Every November our family, like many others, gathers together at the hunting camp. We come from near and far and it becomes for all intents and purposes a family reunion. The ritual of hunting goes way back. It is an ancient activity in preparation for the oncoming winter. This tradition is continued in our community today. The student population is decimated at the local schools for the first week of hunting season and the grocery stores are filled with blaze orange hunters picking up last minute items for their camps’ meals throughout the 2 weeks. The population in the area swells as Hunters from all over return to their particular camps. Barry’s Bay does a brisk business. During hunting season pray your furnace and appliances don’t quit, your car doesn’t need a mechanic and your water pipes don’t burst because most of the service men are in their camps and beyond the reaches of technology.
The O’Briens, Dwyers, Ryans, Sullivans, and the Madigans have hunted near the Addington road since before the turn of the century, in 1900. Many settlers travelled to this area from Kingston by way of the Addington road.
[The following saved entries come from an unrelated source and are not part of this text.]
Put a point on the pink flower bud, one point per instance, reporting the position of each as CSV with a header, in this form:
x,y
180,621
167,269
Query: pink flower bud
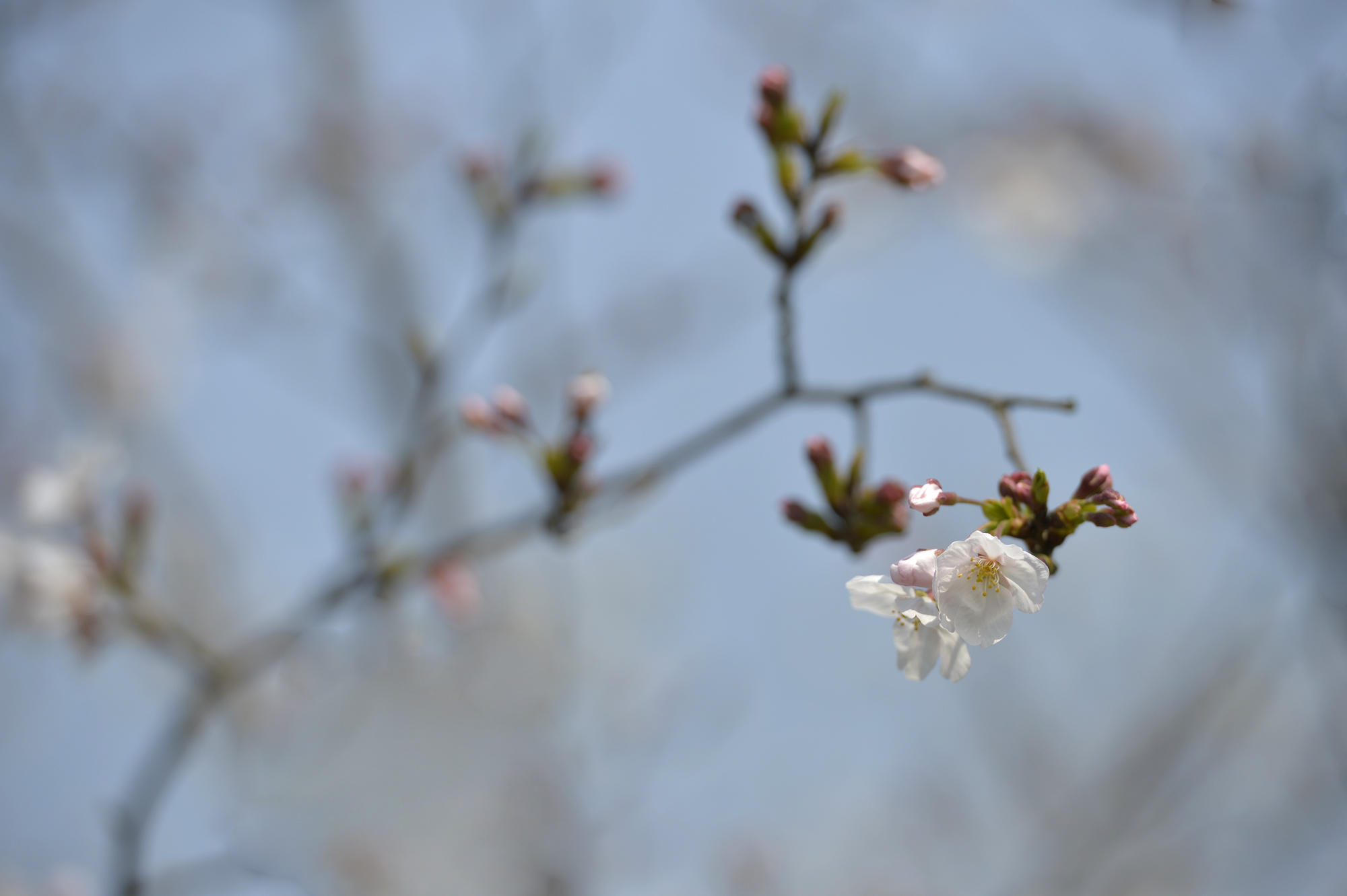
x,y
820,451
890,493
913,168
479,413
917,571
607,178
775,83
581,447
587,392
1112,498
1093,482
794,510
1018,486
926,499
456,590
747,214
511,405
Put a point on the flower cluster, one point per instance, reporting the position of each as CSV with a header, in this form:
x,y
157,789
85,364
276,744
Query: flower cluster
x,y
53,584
945,600
856,514
968,594
565,459
803,160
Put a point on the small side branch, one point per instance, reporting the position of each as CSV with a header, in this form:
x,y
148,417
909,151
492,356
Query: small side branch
x,y
786,331
150,785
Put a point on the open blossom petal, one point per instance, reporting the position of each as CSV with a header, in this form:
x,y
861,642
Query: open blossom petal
x,y
979,584
56,494
880,596
53,586
921,645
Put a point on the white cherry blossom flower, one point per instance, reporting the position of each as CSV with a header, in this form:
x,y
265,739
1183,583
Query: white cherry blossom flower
x,y
53,494
53,587
925,499
981,580
917,635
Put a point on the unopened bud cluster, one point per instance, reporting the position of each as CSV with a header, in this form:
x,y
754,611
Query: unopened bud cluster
x,y
856,513
803,160
502,190
564,459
The road can still be seen today if you know the woods and have a sharp eye. Wooden slats that prevented the wagon wheels from getting stuck in the swampy soil mark out the path. Although the Addington road has blended into the forest like a footprint in the grass, its trail still stands as a relic of our past.
During the mid to late 1940’s John T Drohan acquired the timber rights to the region. A lumber camp was built that included a wood shed, blacksmith shop, horse stables, cookery and sleep cabin with an office. Lumber camp life in the winter months was close quarters and bunk beds. The head cook was an esteemed position because good food was essential fuel for these men working so hard in the bush. Every day a truck with a closed- in box, called the caboose, was used to transport them to and from the work sites. Among those men were many of the ancestors of local communities, including my great grandfather James P. Madigan.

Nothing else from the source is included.